Heavier Than Heaven
- First edition
- Author: Charles R. Cross
- Language: English
- Genre: Biography
- Publisher: Hyperion
- Publication date: August 15, 2001
- Publication place: United States
- Pages: 381
- ISBN: 0-7868-6505-9
- Followed by: Room Full Of Mirrors - A Biography Of Jimi Hendrix

= Heavier Than Heaven =

2001 biography by Charles R. Cross

Heavier Than Heaven is a 2001 biography of musician Kurt Cobain, the frontman of the grunge band Nirvana. It was written by Charles R. Cross.

For the book, Cross desired to create the definitive Cobain biography, and over four years conducted 400+ interviews; in particular, he was granted exclusive interviews and access to Cobain's private journals, lyrics and photos, by his widow Courtney Love. Notably, neither Nirvana drummer Dave Grohl nor Cobain's mother contributed to the book.

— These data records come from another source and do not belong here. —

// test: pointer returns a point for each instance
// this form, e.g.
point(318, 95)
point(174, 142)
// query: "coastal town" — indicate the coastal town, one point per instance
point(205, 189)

Cross took the name "Heavier Than Heaven" from a tour Nirvana did with the band Tad in the United Kingdom. The lead singer, Tad Doyle, was very obese; the name, which was thought up by the tour promoters, was meant in part to poke fun at the inaccurate idea that Tad alone weighed more than all of the members of Nirvana put together.

==Reception==
While arguably the most complete Cobain biography, Cross opted to include his own impression of what Cobain's final days were like. Several people questioned the inclusion of fiction in what was claimed to be a non-fiction book. At the same time, Cross' desire for the book to be as complete as possible meant that he occasionally accepted secondhand (and incorrect) information as fact. The book was criticized as being a collaboration between Love and Cross by friends. Cross also did not interview Nirvana drummer Dave Grohl. However, beyond the criticism, the book contained many details about Cobain and Nirvana's career that had otherwise gone unnoted.

==Proposed film version==
David Benioff was hired by Universal Pictures in October 2007 to write a screenplay based on the Charles R. Cross biography. Courtney Love was to serve as executive producer, with Marc Forster showing interest in directing. However, in March 2009, Forster said that he was not going to direct the film but expressed hopes that it would be done well. In 2014, it was reported that the film was still going ahead. However, as of 2025, there is no news on whether or not the movie will be released.